STORYTELLERS: NARRATIVE ART AND THE WEST

Storytellers: Narrative Art and the West

ON DISPLAY JULY 17, 2021 - FEBRUARY 13, 2022
Storytellers2

American (1878 – 1936), "Illustration - Scene of Cowboy Life (Rodeo)," 1914, oil on canvas. Gift of Mr. and Mrs. D.J. Oden, 1953 (1.23P)

Storytellers1

William Penhallow Henderson (American, 1877 - 1943),  "Holy Week in New Mexico/ Penitent Procession," 1919, oil on panel. Gift of Mrs. Edgar L. Rossin, 1952 (83.23P​)

Narrative art tells a story. It can either illustrate historic events or bring the imagination to life. It can be somber, humorous, didactic, or entertaining. The traditions of storytelling in the Southwest go back to ancient times and the indigenous populations of the region, and include themes such as satire, agriculture and ecology, everyday experiences, celebrations, grief, and local history. The West has held a special place in the American imagination since the earliest days of westward expansion, providing a canvas for the expression of the nation’s hopes, fears, and aspirations.

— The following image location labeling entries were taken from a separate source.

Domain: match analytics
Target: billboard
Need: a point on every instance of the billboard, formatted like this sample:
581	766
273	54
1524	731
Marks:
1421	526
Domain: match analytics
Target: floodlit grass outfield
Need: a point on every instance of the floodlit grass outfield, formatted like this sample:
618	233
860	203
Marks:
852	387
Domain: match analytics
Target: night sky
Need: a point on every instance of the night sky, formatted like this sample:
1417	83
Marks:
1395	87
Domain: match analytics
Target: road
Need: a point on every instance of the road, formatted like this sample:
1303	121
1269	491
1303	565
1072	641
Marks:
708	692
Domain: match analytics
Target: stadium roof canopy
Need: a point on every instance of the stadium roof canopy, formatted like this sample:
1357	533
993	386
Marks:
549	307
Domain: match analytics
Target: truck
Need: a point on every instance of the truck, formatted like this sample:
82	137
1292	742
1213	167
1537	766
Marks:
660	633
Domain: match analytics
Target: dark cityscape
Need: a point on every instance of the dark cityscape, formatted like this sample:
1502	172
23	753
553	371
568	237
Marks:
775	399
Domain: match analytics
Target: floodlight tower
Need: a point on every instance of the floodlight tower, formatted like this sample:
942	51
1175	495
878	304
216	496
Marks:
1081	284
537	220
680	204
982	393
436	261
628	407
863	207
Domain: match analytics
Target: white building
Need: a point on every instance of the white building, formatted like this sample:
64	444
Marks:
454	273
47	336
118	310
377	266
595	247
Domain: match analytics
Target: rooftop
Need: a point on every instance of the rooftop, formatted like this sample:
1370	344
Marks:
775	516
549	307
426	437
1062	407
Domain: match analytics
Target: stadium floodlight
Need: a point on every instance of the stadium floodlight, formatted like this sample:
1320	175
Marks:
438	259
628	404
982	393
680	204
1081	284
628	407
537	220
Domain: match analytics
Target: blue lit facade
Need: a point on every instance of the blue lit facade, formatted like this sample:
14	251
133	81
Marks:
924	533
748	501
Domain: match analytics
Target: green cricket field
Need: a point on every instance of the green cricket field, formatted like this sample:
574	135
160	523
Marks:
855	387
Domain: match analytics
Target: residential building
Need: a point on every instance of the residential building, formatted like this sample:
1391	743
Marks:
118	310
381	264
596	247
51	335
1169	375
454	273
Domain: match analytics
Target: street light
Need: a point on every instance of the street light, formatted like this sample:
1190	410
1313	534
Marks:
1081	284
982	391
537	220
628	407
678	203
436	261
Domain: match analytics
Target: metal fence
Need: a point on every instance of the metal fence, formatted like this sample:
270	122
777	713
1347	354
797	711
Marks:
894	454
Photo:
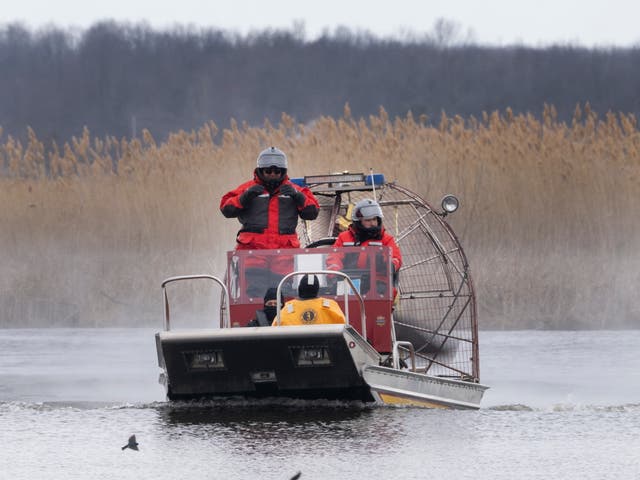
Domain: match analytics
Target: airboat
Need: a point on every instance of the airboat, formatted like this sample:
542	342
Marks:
410	337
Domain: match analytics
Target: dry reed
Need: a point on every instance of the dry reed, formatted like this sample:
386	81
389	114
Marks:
547	220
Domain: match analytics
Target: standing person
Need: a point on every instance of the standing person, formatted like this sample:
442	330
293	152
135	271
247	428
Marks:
366	229
268	208
309	309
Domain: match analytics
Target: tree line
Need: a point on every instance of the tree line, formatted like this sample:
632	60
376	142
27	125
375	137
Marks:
118	79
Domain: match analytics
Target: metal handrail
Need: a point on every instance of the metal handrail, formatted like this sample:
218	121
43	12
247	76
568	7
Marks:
225	321
363	320
396	354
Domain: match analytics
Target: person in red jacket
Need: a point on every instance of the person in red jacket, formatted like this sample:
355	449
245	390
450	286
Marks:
268	208
366	229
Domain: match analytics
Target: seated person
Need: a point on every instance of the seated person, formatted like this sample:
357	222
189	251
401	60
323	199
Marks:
265	317
310	309
366	229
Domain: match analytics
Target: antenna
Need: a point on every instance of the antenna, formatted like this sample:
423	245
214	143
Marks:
373	184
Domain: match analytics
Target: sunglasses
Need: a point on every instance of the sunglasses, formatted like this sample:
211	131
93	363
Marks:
276	170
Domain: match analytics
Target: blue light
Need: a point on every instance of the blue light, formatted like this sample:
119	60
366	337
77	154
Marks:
375	179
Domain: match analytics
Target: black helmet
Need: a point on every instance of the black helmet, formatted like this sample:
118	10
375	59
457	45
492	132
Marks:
363	210
271	157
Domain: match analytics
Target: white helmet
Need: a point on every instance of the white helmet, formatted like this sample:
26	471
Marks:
365	209
272	157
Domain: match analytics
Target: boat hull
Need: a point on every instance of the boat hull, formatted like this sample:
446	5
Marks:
319	362
402	387
330	362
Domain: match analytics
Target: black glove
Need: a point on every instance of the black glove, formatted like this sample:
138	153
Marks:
250	193
298	197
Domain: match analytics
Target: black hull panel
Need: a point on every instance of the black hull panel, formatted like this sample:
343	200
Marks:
263	362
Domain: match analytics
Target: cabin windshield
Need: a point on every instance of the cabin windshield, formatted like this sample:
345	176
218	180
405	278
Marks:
252	272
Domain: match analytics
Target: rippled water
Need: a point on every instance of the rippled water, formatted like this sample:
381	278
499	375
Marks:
561	405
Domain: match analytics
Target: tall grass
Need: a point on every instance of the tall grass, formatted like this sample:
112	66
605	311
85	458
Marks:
549	216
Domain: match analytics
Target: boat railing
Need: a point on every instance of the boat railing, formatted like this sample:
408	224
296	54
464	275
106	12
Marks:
396	354
353	288
225	321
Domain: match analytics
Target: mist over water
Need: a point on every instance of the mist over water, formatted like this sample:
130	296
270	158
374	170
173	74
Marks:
561	405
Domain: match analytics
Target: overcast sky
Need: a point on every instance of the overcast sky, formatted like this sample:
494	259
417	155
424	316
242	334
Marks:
497	22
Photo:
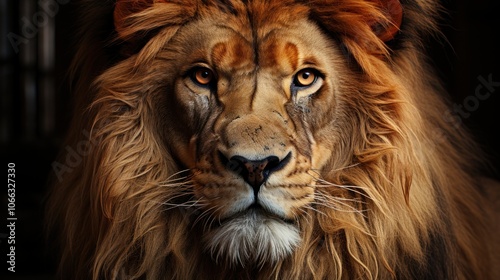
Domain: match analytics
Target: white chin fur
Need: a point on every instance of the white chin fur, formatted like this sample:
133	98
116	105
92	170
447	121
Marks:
252	238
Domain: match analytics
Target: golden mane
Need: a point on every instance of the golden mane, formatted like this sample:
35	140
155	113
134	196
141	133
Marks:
406	181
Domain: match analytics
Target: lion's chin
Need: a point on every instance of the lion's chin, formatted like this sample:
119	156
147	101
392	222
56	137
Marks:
252	238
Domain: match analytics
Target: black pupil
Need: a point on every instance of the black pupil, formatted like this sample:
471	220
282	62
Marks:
306	75
205	74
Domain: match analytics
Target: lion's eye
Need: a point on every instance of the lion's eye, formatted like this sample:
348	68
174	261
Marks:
202	76
305	77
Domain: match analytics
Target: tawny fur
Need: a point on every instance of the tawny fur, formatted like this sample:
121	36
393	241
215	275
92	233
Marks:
404	180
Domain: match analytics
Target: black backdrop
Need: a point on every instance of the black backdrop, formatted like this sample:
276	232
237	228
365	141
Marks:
35	104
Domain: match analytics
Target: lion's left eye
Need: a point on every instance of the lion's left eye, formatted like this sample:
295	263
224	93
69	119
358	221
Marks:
202	76
305	77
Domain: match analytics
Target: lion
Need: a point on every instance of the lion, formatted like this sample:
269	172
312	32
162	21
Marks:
267	139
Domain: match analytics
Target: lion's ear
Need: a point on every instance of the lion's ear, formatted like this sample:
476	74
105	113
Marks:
393	11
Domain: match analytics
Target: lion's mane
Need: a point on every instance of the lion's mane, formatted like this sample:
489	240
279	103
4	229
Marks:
407	177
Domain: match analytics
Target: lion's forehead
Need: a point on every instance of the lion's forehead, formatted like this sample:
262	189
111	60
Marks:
240	54
281	50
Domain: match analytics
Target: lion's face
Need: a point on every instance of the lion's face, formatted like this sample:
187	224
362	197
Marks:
249	107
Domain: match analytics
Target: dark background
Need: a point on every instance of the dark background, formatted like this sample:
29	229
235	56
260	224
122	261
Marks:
35	107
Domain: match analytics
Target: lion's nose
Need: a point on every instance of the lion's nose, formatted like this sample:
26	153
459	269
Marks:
255	172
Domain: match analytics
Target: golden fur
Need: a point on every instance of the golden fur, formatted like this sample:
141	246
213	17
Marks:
363	178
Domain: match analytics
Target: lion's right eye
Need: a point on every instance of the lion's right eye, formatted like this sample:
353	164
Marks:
202	76
305	78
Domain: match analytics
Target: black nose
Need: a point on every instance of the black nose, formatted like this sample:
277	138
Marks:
254	172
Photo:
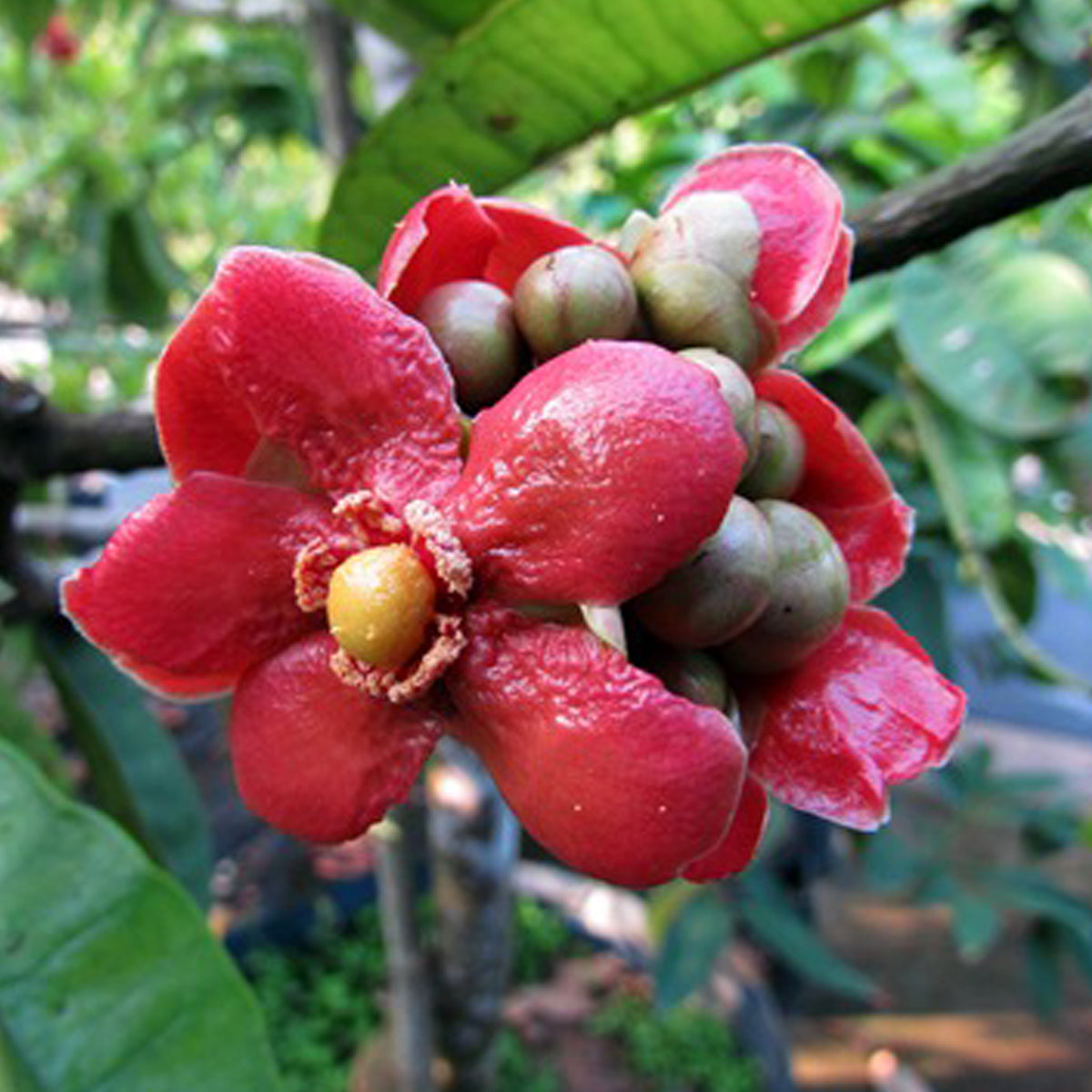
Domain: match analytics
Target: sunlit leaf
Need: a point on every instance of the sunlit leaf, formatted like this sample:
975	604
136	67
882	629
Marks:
110	978
531	79
137	774
1006	343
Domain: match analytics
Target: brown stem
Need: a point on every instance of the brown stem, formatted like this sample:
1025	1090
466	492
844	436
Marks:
473	842
1041	162
407	961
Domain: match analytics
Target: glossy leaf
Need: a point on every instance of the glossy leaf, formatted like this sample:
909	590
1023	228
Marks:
531	79
110	980
691	945
1004	341
137	774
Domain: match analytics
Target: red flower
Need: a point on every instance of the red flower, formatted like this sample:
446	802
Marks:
57	42
311	429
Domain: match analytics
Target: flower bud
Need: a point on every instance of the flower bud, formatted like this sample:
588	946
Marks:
571	295
713	228
692	301
721	590
693	675
736	389
776	467
808	599
473	325
380	604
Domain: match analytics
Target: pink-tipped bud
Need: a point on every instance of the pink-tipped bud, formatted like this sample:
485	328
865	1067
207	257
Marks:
572	295
778	467
473	326
808	598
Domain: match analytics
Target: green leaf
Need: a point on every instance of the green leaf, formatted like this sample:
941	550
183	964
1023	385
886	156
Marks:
531	79
137	774
786	935
1043	948
110	978
1005	342
976	924
691	945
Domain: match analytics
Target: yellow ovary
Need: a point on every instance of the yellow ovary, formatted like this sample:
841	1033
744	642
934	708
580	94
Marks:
380	604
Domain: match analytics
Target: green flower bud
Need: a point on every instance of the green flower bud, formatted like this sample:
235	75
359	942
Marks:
472	323
808	599
713	228
721	590
572	295
692	301
736	389
778	467
696	676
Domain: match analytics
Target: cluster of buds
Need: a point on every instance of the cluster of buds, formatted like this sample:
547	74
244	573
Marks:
634	582
771	584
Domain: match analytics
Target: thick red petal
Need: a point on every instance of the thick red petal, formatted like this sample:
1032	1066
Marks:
800	210
311	358
845	485
824	304
607	769
197	585
317	758
525	235
596	474
865	711
737	847
451	236
446	236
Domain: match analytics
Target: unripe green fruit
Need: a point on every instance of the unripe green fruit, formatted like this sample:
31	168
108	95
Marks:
692	301
473	325
776	469
736	389
696	676
721	590
713	228
808	599
571	295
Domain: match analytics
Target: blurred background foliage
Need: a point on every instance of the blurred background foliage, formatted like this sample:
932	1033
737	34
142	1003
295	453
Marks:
180	129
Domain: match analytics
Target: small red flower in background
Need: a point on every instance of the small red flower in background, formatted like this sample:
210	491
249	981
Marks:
311	427
57	41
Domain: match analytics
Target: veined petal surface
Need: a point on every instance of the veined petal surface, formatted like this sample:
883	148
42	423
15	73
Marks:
320	759
197	585
606	768
601	470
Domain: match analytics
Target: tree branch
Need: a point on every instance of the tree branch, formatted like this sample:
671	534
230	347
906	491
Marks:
1043	161
37	440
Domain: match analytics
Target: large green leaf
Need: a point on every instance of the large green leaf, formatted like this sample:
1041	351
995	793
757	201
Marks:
531	79
1005	341
139	776
110	982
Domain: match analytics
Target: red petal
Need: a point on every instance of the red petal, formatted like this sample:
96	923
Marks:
451	236
319	759
197	585
301	350
798	207
864	713
824	304
737	847
845	485
620	778
446	236
525	235
601	470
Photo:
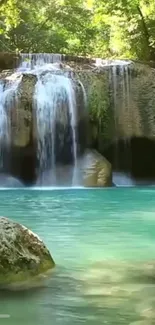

This exhibition explores the various ways artists have told stories about the Southwest in their work, including illustrations of historic events such as Diego Romero’s images of the Pueblo Revolt, and paintings of local religious ceremonies a la Henderson’s Holy Week in New Mexico, ruminations on spiritual traditions as in Partocinio Barela’s Last Supper, reflections on modern art, as shown by John Sloan or Gustave Baumann, Sloan’s and Gina Knee’s comical lampoons of contemporary society, or iconic images of the West inspired by pop culture, as seen in Dunton’s “Illustration for The Fair in the Cow Country" and Billy Schenck’s pop cowboys.